In Downey v. Hoffer, supra, this court assumes, with the court below, that the purchase by Downey was purely for a speculative purpose, and says : “ The mischief resulting from a sale of the policy for purposes of speculating on human life is so contrary to the policy of the law, and so in conflict with the just principles of life insurance that it is unsafe to relax the rule that the holder of the policy must have some pecuniary interest in the life of the insured.” And so with all the other cases cited by appellee where no recovery by the assignee
There may be an insurable interest not accompanied by kinship. Such interest implies a pecuniary interest present or prospective: Cook on Life Insurance, sec. 59. A moral obligation is sufficient to support it: Ferguson v. Mass. M. Ins. Co., 32 Hun, 306. A creditor has an insurable interest in the life of his debtor who has been discharged in bankruptcy. Says May on Insurance, sec. 107: “ The relationship seems to be of but little importance, except as tending to give rise to the circumstances which justify the expectation. Indeed, the doctrine of the latest of the Massachusetts cases before cited, is broad enough to cover a case where there is no relationship at all, save one perhaps of mere friendship, if the circumstances are such as to show that the loss of the insured life will probably result in pecuniary disadvantage to the person procuring the insurance.” Here the plaintiff had nothing whatever to do with the procurement of the policy or its assignment; paid no part of the premium, and, so far as appears, never expected to pay any, for she was ignorant of its existence during the lifetime of the insured. She had substantial grounds for expecting decided pecuniary advantage from his life. Wiry then should the contract be termed speculative? Her expectancy, except in the one feature, the absence of legal obligation to enforce it, was as well founded as that of a wife or creditor.

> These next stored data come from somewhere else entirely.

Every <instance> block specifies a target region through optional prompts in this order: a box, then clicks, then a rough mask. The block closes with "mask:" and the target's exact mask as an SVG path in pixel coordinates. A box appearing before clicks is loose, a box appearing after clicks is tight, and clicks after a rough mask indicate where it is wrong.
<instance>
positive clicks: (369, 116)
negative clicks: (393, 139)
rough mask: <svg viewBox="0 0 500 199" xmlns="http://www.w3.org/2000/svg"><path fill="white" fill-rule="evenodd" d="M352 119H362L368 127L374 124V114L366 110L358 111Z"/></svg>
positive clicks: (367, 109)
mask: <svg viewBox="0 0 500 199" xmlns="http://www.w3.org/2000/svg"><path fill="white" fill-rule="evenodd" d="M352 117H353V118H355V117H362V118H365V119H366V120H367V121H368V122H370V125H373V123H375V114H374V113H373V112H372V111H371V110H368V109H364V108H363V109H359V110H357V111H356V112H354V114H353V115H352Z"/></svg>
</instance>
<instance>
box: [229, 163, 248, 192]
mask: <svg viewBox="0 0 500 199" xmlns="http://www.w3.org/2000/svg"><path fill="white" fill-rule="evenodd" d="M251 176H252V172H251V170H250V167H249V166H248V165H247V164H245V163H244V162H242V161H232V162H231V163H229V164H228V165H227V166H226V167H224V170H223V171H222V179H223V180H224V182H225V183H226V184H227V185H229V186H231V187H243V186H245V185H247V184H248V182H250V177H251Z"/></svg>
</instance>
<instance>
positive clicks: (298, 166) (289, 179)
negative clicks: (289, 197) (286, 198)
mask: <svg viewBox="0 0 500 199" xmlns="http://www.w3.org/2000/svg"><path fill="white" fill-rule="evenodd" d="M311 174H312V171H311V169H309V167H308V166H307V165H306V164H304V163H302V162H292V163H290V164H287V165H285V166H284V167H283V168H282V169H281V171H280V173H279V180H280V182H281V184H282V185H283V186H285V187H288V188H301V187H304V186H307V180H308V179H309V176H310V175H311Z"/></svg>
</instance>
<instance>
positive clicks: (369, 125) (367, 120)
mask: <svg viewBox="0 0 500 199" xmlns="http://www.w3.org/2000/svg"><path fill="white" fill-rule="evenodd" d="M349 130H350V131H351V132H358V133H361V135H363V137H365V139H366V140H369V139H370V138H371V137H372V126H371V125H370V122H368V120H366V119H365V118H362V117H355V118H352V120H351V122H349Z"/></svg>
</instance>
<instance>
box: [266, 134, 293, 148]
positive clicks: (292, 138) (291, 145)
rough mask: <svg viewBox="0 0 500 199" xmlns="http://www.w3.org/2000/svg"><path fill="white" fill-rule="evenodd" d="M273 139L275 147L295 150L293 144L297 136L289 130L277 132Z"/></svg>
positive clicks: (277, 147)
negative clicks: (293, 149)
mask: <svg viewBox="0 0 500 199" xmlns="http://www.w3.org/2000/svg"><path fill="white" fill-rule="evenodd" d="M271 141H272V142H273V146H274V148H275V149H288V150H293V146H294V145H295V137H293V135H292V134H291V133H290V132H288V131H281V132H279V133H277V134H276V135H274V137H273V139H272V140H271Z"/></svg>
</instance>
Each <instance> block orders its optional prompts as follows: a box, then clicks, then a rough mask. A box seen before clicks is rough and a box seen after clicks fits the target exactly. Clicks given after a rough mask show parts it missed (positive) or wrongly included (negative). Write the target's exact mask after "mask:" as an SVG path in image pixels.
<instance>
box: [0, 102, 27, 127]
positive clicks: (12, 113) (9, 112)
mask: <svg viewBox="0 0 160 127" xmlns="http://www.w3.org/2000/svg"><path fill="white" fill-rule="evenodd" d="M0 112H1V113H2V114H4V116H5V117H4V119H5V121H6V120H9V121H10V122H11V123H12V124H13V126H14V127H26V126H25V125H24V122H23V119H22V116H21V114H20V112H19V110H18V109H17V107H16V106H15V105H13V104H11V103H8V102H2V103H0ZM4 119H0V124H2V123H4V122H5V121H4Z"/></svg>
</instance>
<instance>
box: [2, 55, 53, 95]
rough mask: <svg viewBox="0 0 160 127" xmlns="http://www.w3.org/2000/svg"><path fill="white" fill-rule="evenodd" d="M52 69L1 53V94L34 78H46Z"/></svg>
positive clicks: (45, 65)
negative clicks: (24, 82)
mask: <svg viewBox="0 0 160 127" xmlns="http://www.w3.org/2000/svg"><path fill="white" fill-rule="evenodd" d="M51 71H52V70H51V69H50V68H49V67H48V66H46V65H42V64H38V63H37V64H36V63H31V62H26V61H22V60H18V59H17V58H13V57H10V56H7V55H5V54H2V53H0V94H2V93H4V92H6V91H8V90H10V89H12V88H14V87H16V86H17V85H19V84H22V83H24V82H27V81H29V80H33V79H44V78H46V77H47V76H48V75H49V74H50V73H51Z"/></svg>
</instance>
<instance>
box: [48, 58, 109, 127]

If a voluntary copartnership gives to each partner an insurable interest in the lives of the others; if the relation of superintendent or manager of a business concern gives to his employers an insurable interest in the life of the superintendent or manager, as is well settled, then the voluntary relation here gave to this plaintiff an insurable interest in the life of one who, in all pecuniary respects, occupied towards her the place of a parent, and the court below ought not to have held otherwise.
The judgment is reversed and a procedendo is awarded.